Oceanflavored, let's start out with the basics so we can assess where you're getting stuck.

So, first explain to us in your words what a resonance structure is (yes, we know, I want to know if you know).

Second, when you write PO4 (3-), what does the 3- signify?

Third, you put a note that your Lewis structure is "messed up," and indeed it is, but in order for us to know what you do and don't know, we need to know what part of the Lewis structure YOU think is messed up. So since you haven't been able to type it out, can you describe to us in words what you are starting with? Start with the P and then describe where the 4 oxygens are relative to that and how many bonds you are assigning for each position. For the sake of clarity, you can use terms such as up, down, left, right, or north, south, east, west...whatever helps tells us what direction you are drawing bonds sticking out of each atom in your diagram.
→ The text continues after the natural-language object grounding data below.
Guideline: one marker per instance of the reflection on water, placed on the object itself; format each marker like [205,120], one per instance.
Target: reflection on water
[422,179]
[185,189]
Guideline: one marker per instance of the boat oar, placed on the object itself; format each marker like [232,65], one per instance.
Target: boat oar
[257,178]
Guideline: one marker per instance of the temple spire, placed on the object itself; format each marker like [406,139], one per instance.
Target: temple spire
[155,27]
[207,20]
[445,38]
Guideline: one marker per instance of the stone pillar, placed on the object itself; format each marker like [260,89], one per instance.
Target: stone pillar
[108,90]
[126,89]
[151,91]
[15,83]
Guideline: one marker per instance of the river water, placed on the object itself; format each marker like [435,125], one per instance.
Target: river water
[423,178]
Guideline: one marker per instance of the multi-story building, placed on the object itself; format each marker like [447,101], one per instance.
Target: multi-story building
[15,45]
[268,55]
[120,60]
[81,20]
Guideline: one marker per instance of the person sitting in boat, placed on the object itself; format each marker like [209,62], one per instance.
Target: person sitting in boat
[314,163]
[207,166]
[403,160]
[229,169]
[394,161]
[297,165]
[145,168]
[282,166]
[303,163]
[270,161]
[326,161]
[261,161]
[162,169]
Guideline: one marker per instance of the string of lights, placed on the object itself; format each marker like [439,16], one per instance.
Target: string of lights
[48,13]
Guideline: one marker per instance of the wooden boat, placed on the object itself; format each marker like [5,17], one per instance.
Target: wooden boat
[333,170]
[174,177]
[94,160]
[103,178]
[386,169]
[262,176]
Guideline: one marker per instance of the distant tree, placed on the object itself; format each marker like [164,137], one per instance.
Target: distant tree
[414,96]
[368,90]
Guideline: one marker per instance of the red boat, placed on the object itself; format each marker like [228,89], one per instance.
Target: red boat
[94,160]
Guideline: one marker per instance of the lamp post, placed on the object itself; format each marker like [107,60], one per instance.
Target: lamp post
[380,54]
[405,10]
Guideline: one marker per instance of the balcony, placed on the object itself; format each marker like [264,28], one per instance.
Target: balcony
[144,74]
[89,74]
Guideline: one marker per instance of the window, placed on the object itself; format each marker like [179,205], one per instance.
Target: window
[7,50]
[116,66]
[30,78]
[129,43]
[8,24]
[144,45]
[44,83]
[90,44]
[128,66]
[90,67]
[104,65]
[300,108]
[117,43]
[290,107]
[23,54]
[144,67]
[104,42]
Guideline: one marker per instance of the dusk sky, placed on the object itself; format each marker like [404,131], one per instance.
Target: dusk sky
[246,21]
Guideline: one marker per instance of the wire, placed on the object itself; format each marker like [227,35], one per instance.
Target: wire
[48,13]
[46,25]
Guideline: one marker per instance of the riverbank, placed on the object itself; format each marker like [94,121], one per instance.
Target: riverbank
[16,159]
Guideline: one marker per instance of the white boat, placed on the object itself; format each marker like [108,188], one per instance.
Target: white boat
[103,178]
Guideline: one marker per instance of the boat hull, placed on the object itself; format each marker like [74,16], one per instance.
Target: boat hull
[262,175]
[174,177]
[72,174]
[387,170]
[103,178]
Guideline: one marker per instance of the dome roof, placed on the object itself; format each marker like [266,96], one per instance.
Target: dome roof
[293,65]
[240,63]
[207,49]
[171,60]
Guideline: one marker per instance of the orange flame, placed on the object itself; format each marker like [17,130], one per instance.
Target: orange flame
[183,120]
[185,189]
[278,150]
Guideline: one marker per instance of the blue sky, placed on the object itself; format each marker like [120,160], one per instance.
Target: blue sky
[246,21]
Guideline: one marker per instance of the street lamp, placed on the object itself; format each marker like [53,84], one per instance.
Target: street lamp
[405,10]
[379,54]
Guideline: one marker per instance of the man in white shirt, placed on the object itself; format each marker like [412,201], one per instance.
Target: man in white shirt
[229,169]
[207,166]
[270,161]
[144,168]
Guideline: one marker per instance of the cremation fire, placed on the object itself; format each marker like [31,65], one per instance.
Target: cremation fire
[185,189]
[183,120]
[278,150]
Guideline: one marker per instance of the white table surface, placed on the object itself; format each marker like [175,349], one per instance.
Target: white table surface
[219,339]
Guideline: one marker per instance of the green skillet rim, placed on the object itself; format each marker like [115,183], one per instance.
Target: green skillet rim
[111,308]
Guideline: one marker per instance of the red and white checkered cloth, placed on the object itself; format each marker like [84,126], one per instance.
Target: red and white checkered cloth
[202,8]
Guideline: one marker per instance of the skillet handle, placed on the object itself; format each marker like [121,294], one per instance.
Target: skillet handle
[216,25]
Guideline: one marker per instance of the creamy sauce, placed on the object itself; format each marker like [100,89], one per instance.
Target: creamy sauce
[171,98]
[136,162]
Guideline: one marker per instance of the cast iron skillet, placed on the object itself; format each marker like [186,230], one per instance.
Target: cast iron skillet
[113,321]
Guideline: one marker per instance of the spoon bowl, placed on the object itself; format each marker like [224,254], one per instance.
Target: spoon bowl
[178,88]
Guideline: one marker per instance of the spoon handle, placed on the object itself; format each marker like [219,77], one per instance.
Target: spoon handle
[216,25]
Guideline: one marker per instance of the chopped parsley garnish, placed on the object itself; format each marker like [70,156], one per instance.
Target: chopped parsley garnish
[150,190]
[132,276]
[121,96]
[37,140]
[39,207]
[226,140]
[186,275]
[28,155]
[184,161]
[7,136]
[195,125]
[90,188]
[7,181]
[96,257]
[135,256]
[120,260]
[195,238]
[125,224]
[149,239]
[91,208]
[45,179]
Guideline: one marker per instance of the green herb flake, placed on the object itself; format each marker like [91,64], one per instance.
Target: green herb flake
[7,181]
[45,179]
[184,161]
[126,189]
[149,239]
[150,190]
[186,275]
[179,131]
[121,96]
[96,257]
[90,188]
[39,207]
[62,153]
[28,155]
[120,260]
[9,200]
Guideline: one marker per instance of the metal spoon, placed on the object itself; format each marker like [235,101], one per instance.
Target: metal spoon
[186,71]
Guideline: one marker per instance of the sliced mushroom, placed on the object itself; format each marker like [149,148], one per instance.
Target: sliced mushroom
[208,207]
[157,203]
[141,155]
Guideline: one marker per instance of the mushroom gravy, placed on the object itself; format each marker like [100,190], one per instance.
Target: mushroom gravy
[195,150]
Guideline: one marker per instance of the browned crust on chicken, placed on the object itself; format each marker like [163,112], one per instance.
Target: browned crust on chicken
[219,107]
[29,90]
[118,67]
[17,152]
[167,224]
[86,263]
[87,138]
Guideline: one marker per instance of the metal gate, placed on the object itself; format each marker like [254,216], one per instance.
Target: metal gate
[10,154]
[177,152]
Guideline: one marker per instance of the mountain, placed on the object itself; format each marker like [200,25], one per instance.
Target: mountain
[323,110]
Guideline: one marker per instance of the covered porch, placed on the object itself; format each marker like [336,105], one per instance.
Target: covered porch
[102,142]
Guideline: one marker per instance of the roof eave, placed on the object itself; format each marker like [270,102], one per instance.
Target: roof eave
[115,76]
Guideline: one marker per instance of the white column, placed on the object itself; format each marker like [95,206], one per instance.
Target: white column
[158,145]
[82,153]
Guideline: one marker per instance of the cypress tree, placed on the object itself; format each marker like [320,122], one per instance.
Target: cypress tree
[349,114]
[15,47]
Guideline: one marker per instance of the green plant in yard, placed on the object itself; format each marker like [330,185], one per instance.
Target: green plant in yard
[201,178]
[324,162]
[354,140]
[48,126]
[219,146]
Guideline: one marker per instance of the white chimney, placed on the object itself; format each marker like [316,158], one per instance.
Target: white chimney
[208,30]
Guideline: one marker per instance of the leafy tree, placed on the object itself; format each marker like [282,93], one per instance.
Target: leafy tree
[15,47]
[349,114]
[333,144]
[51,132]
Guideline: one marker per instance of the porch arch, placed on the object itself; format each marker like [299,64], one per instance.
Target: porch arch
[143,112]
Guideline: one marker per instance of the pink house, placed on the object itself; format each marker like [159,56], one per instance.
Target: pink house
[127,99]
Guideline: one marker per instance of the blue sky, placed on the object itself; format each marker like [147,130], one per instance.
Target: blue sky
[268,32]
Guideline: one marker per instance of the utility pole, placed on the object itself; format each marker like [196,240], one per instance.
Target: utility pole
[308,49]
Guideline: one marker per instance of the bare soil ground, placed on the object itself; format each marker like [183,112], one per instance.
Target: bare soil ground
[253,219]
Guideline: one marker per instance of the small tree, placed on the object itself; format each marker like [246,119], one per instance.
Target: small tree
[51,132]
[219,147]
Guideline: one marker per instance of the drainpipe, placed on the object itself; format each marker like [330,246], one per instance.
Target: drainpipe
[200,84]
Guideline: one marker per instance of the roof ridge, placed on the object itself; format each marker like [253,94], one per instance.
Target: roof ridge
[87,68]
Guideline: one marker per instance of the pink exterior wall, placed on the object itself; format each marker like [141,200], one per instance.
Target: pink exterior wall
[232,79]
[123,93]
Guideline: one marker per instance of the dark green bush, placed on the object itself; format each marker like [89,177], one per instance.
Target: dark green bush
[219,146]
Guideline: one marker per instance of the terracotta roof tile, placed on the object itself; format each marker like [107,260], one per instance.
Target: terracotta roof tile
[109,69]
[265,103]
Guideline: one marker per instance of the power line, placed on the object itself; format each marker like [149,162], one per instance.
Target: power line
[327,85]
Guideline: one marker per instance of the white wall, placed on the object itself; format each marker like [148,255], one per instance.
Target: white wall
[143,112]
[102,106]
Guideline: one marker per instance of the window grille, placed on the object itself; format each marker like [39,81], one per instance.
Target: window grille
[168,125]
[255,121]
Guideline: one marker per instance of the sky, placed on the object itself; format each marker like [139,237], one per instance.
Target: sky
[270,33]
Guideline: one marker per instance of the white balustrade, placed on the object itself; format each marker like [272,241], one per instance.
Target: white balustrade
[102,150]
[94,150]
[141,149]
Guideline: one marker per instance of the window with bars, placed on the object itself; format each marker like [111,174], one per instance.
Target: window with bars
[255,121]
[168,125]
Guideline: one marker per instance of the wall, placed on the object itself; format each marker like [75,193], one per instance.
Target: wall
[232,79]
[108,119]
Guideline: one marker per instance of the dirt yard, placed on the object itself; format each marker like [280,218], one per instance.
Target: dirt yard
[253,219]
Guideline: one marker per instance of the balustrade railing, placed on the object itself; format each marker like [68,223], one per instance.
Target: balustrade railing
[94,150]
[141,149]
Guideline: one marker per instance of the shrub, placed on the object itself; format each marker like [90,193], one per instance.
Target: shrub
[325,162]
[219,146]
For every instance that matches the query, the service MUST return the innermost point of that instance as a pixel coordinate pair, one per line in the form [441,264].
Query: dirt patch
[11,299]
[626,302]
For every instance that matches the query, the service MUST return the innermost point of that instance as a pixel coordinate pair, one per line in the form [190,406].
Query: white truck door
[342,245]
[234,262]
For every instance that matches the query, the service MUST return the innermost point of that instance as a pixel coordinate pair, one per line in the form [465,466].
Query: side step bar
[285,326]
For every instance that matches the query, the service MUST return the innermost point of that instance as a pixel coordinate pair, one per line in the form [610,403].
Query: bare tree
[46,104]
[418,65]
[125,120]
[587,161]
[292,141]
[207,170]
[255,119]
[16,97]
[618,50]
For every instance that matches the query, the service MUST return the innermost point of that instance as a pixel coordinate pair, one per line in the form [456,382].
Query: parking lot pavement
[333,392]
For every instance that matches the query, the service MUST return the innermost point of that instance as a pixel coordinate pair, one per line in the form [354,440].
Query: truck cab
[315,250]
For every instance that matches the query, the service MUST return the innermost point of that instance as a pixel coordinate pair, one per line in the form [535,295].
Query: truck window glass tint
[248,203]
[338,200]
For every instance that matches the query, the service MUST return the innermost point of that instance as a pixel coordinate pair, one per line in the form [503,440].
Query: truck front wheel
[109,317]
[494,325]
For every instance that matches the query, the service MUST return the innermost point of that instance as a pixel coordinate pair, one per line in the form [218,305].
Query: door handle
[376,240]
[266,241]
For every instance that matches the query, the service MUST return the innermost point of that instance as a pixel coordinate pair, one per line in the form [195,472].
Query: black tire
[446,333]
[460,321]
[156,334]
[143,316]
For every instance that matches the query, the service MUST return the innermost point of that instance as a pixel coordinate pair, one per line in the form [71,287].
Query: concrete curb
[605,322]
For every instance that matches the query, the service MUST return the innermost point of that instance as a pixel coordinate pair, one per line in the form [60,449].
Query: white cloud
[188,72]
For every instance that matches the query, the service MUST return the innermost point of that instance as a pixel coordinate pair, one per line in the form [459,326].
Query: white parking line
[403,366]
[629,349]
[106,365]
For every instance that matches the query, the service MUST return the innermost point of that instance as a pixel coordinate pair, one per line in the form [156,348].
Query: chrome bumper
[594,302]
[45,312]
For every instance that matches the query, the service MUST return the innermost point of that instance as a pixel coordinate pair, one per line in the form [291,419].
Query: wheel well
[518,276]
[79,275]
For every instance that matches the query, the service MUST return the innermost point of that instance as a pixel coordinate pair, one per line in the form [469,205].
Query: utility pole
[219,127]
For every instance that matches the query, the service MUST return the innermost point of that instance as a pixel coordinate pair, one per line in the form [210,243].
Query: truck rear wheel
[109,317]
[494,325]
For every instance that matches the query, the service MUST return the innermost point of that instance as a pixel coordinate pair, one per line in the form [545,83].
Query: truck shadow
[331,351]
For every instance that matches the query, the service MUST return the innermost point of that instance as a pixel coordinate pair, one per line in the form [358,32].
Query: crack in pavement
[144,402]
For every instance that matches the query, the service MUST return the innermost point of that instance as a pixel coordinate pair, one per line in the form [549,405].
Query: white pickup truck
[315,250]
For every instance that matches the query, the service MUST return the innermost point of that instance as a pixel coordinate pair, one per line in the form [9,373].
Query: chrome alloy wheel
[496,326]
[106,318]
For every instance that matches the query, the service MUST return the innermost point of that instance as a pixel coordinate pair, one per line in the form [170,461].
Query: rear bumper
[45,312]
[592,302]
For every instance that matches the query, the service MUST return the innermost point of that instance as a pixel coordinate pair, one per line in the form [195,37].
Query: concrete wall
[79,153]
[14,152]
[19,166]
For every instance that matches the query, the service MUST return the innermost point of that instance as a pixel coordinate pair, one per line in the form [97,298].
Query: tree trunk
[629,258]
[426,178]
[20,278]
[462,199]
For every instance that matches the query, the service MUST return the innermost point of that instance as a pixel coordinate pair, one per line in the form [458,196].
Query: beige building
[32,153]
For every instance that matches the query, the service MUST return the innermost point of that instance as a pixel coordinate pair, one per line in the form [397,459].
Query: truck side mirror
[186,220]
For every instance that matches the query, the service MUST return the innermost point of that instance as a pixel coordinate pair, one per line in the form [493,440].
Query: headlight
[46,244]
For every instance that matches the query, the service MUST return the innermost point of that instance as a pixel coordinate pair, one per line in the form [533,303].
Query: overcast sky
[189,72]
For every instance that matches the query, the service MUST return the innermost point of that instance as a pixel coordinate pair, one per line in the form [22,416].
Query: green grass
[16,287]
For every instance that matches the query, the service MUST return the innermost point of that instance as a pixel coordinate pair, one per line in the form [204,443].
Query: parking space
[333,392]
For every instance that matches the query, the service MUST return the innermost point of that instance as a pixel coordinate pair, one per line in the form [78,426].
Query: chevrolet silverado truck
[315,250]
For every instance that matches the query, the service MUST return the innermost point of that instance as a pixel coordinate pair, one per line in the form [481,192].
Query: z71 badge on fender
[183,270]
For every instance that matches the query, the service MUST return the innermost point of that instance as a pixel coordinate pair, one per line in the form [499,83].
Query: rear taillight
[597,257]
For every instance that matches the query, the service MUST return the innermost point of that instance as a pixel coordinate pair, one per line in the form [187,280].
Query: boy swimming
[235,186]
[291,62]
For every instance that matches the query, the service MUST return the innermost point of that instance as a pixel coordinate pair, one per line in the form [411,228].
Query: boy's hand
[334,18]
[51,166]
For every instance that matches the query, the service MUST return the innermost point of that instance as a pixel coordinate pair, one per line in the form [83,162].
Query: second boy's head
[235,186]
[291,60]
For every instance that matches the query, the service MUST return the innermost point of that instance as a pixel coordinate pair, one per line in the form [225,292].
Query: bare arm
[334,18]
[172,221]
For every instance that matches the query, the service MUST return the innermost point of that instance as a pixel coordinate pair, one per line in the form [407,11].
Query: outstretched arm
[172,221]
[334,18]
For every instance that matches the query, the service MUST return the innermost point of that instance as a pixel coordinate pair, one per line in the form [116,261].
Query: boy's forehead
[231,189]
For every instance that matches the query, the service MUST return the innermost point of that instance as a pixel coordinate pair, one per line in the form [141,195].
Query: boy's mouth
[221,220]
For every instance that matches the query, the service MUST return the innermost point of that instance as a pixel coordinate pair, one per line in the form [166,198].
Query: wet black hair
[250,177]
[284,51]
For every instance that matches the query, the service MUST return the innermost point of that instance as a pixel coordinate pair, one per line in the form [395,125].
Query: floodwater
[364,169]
Lastly, as you draw the Lewis structure, remember to put the dots on it for where the electrons are.

We will wait for your next response before continuing forward, because I suspect I see where you're running into difficulty, but need to confirm it and figure out why you're stuck there before helping you figure this one out.

1. What is the chemical formula for PO4 (3-)?

The chemical formula for PO4 (3-) is a polyatomic ion that consists of one phosphorus atom and four oxygen atoms, with a charge of -3.

2. How many resonance structures does PO4 (3-) have?

PO4 (3-) has three resonance structures, which can be drawn by moving the double bonds between the phosphorus and oxygen atoms in different arrangements.

3. Why are resonance structures important for PO4 (3-)?

Resonance structures are important for PO4 (3-) because they help to explain the delocalization of electrons in the molecule, which affects its stability and reactivity.

4. How do you determine the major resonance structure for PO4 (3-)?

The major resonance structure for PO4 (3-) is determined by following the rules of resonance, which state that the structure with the lowest formal charges and the greatest number of covalent bonds is the most stable.

5. What is the overall charge of PO4 (3-)?

The overall charge of PO4 (3-) is -3, due to the three extra electrons from the negative charge on the polyatomic ion.